Use a simulation to show tree bias with different granularities.

Answer: Regression tree models are prone to selection bias such that features that are more granular (ie, have more detail) tend to be included because they have more possible nodes for data splits. A simple simulation can be performed by regressing a tree-based model on a dataset with two predictor variables, one of which is a binary variable (x1; low granularity) that is used to calculate the target variable (y), and the other is a continuous random variable (x2; high granularity) that is unrelated to the target. In the absence of selection bias, we would expect the classification to be based on x1, because it is known to be predictive of y whereas x2 is not.

The results below show that the regression tree only has x1 in the root node but all other nodes rely on x2 for data splits even though it is not predictive of the target. This demonstrates that the model is affected by selection bias.

set.seed(200)
n <- 1000  # number of observations

# x1 is predictor of binary outcome (target) y
x1 <- sample(0:1, n, replace = TRUE)
noise <- rnorm(n, mean = 0, sd = 1)
y <- 10 * x1 + noise > 10

# x2 is random continuous variable
x2 <- runif(n, min = 0, max = 1)

simulated_data <- data.frame(x1, x2, y)

# Fit classification model
# Small cp (complexity parameter) value grows a bigger tree 
# so we can see how nodes are split
rpart_model <- rpart(y ~ ., data = simulated_data, method = 'class', cp = 0.01)

# Visualize tree
# 'tweak' parameter scales font sizes
rpart.plot(rpart_model, box.palette = 'Blues', tweak = 2)

Exercise 8.3

In stochastic gradient boosting the bagging fraction and learning rate will govern the construction of the trees as they are guided by the gradient. Although the optimal values of these parameters should be obtained through the tuning process, it is helpful to understand how the magnitudes of these parameters affect magnitudes of variable importance.

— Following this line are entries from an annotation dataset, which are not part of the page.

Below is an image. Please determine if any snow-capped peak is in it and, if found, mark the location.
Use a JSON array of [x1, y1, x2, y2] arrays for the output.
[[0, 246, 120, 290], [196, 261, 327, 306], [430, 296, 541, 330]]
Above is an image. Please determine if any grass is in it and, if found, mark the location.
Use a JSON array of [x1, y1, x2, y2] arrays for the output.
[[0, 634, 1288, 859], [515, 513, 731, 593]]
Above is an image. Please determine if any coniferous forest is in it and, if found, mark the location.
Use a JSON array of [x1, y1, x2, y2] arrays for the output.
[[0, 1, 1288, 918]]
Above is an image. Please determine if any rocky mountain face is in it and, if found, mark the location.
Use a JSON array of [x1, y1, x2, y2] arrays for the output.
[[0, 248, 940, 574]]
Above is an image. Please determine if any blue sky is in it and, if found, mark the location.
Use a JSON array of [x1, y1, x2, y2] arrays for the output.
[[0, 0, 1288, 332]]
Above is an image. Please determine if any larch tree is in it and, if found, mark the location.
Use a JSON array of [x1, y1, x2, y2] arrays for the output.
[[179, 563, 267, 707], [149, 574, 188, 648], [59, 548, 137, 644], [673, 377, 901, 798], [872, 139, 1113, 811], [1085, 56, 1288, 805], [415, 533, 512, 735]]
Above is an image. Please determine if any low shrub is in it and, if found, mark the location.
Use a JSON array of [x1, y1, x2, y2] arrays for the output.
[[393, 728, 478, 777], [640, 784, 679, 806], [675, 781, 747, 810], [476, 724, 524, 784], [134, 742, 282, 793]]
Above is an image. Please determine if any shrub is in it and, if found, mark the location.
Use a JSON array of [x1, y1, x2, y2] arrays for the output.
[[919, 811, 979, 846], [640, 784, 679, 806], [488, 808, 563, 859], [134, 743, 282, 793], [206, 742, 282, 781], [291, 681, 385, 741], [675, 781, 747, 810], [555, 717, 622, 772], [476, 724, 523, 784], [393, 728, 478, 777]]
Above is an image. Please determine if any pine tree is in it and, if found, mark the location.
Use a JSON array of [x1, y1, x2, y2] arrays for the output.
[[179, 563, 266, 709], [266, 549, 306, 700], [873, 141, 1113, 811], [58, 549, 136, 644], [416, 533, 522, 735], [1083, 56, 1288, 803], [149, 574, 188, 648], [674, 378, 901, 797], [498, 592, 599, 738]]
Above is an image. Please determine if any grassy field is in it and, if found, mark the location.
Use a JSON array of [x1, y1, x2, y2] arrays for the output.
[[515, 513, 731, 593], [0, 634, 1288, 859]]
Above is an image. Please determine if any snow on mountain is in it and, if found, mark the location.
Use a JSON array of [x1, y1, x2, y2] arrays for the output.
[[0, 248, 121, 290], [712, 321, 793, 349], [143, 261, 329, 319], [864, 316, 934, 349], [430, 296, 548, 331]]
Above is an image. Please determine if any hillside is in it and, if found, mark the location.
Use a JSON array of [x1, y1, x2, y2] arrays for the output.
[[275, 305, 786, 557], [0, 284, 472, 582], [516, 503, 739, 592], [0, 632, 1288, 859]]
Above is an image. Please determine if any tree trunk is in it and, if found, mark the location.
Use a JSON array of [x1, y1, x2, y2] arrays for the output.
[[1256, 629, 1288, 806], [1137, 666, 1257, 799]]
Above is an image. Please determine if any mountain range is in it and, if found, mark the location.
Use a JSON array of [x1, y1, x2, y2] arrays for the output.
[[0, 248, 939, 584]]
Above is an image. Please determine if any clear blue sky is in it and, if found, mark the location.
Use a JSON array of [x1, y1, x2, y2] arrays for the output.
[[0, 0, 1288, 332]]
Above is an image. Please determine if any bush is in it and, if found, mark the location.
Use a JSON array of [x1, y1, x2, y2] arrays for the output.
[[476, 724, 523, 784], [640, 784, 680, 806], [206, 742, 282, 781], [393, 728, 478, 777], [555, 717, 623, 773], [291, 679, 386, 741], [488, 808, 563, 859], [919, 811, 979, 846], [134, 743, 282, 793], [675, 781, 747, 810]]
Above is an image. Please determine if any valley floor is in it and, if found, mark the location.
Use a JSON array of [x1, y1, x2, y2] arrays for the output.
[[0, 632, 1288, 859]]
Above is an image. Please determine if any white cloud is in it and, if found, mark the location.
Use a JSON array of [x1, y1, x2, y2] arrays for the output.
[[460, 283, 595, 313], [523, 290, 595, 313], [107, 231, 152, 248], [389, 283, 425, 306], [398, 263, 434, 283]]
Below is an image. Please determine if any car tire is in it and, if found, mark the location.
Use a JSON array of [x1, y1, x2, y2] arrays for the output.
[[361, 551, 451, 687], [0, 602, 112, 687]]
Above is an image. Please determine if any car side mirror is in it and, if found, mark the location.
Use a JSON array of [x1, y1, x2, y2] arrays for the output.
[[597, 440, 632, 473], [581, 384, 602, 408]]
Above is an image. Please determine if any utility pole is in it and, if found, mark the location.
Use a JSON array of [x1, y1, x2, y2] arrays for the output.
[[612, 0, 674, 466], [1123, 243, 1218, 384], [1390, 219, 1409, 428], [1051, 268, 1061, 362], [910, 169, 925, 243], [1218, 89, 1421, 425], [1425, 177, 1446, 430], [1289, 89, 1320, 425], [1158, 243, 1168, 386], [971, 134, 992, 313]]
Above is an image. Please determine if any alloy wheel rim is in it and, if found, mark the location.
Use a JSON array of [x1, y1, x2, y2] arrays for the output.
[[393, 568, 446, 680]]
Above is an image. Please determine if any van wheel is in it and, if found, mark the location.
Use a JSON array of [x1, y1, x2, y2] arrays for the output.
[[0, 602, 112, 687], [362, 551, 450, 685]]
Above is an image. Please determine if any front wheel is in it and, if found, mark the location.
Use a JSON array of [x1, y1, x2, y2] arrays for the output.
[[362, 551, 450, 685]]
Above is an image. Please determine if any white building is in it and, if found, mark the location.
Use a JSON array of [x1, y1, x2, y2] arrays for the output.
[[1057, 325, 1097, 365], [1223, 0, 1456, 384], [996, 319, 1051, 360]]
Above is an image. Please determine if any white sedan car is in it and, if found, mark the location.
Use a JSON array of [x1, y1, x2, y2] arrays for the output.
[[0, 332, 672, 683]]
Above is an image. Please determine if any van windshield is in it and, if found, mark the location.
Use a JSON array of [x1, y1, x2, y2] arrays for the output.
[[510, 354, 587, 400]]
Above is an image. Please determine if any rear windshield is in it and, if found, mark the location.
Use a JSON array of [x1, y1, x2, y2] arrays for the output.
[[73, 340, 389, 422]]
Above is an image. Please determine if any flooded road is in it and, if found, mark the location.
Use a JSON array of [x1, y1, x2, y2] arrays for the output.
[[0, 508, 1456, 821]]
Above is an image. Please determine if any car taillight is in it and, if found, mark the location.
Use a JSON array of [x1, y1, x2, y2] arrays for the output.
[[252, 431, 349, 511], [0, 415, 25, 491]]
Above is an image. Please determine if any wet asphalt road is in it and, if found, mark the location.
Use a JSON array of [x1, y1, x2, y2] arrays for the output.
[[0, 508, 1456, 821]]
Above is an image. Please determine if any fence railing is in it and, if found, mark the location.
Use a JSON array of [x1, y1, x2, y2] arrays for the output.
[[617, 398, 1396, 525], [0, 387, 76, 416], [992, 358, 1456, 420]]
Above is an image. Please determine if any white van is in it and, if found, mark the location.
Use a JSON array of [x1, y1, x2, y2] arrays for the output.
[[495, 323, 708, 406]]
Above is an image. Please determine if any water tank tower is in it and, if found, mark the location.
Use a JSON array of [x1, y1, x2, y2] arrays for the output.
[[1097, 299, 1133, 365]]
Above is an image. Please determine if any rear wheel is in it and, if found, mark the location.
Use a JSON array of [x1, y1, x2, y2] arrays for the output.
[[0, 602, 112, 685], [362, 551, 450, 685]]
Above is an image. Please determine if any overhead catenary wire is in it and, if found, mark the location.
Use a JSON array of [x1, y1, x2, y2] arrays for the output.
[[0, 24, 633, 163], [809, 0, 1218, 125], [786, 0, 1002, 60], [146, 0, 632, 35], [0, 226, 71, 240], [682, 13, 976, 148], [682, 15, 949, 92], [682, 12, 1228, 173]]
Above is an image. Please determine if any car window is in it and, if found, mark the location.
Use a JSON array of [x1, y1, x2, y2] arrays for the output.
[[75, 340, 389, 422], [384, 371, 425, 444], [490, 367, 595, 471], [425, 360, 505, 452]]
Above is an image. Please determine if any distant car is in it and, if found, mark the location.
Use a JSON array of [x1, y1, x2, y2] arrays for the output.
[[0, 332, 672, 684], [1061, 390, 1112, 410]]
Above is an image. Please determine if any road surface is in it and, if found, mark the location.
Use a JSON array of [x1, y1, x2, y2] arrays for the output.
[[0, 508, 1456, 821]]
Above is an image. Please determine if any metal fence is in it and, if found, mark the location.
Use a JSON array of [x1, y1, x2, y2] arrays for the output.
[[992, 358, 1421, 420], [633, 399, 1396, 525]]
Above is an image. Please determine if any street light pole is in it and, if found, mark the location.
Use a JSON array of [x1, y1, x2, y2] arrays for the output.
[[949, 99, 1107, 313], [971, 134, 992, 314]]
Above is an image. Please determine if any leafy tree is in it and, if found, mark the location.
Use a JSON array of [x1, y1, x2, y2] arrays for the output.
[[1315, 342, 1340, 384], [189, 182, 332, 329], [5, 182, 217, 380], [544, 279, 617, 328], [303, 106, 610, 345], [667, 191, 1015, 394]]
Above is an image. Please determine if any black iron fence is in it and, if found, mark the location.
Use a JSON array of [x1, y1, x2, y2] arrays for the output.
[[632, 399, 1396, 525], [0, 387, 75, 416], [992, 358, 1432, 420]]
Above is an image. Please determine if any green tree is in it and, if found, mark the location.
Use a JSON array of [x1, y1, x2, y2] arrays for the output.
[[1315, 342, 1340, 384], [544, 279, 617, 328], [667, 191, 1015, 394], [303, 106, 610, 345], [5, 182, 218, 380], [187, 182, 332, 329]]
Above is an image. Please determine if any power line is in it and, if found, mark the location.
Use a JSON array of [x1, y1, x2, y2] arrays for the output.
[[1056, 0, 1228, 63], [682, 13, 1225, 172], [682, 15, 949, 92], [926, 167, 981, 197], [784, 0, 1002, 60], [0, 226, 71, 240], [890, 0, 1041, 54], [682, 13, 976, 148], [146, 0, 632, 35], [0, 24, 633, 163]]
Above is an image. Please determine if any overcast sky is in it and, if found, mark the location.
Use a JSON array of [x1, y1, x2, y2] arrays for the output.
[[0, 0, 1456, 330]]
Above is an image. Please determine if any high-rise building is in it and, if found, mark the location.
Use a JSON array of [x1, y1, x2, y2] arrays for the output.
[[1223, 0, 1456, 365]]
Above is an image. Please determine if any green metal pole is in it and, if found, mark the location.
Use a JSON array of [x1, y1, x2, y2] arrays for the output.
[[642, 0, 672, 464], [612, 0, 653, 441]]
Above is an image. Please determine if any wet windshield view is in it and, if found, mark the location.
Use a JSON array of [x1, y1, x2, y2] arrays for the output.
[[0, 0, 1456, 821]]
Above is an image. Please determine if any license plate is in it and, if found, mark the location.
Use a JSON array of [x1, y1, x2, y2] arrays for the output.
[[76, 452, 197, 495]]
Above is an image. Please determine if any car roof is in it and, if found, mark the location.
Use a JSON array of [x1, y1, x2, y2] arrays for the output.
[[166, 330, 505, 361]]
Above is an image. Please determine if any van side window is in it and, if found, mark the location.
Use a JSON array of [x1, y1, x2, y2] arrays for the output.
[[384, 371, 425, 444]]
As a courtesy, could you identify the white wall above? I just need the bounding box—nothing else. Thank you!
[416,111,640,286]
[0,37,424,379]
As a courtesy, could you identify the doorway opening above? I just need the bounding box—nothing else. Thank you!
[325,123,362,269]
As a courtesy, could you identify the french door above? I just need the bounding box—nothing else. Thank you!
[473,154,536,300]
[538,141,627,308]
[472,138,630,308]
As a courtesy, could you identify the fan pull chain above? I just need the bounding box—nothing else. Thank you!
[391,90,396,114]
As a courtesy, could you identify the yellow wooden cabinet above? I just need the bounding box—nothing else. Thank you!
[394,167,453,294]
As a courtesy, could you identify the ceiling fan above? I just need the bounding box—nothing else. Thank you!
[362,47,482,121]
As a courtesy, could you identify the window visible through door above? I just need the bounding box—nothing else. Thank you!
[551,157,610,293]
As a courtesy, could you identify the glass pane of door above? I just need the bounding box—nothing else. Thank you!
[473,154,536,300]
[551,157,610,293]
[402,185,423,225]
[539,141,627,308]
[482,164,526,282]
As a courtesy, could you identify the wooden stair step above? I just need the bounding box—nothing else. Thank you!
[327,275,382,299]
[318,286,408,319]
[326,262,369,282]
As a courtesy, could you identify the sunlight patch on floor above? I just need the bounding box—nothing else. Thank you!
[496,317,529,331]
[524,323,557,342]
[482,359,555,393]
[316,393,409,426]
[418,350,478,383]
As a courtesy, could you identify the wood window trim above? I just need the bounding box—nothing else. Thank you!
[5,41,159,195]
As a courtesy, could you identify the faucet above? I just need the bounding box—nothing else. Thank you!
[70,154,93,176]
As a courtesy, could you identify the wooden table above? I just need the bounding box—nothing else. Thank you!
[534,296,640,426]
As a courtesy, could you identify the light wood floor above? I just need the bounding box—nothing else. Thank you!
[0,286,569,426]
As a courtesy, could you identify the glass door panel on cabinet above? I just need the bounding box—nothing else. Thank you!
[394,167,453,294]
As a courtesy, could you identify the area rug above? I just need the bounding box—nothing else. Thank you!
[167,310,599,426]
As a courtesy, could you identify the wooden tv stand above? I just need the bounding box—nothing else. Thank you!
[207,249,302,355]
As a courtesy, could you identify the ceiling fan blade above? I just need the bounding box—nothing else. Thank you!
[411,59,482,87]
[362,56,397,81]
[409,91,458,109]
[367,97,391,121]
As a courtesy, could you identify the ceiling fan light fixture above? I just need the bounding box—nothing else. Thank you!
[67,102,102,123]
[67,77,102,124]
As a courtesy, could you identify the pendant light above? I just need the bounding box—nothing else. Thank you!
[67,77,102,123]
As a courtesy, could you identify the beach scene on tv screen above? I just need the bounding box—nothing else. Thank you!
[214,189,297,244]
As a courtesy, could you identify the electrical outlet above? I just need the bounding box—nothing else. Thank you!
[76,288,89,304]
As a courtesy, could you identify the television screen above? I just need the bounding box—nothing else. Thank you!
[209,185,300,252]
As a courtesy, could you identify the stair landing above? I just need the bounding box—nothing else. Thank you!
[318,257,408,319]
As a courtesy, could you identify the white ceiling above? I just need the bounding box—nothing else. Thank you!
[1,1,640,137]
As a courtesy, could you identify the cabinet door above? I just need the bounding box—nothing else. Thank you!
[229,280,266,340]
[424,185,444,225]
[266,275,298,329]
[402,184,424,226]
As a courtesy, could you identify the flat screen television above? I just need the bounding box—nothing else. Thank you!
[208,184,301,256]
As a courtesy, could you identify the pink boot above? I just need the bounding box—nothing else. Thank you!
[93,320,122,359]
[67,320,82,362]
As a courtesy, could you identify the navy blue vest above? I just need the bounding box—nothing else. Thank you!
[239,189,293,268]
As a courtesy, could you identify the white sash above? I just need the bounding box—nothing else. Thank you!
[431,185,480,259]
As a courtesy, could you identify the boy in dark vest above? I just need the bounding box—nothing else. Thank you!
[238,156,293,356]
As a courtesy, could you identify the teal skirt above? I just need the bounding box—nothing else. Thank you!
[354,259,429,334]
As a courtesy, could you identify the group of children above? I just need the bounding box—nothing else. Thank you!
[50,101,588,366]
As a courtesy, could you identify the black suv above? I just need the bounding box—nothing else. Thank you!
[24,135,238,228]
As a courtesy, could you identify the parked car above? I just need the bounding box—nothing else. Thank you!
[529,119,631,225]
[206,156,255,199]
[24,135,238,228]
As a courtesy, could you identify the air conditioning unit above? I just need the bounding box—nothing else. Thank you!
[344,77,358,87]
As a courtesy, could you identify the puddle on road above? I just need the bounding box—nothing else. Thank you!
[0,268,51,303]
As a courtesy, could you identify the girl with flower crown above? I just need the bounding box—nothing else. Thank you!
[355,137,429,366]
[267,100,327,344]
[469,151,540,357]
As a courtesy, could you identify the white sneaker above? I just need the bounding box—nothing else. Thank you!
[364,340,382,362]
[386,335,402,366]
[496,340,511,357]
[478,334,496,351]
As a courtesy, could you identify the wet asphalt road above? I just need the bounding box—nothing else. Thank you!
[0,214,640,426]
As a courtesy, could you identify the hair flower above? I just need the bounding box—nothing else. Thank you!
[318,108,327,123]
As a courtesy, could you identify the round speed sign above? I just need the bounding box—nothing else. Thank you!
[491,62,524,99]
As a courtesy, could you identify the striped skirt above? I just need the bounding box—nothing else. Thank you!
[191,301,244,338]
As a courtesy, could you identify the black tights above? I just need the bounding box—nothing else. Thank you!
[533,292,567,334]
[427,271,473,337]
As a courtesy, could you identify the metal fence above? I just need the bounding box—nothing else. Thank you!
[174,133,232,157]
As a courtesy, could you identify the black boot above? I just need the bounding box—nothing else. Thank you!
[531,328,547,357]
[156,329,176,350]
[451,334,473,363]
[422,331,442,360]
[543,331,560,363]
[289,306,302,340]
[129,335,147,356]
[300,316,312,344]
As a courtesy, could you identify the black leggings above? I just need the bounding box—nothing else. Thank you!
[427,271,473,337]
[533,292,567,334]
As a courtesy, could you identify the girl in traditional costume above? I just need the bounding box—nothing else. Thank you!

Figure 8.24 provides the variable importance plots for boosting using two extreme values for the bagging fraction (0.1 and 0.9) and the learning rate (0.1 and 0.9) for the solubility data.

Why does the model on the right focus its importance on just the first few of predictors, whereas the model on the left spreads importance across more predictors?

Answer: High bagging fraction and high shrinkage (learning rate) make the algorithm use more of the training data and be “greedier” in its selection of predictors. Together, this makes the model converge faster and identify the strongest predictors (ie, “low-hanging fruit”). When these parameters are relaxed, the algorithm converges more slowly, allowing it to explore the gradient of the loss function in more detail and identify weaker predictors that may collectively have better performance.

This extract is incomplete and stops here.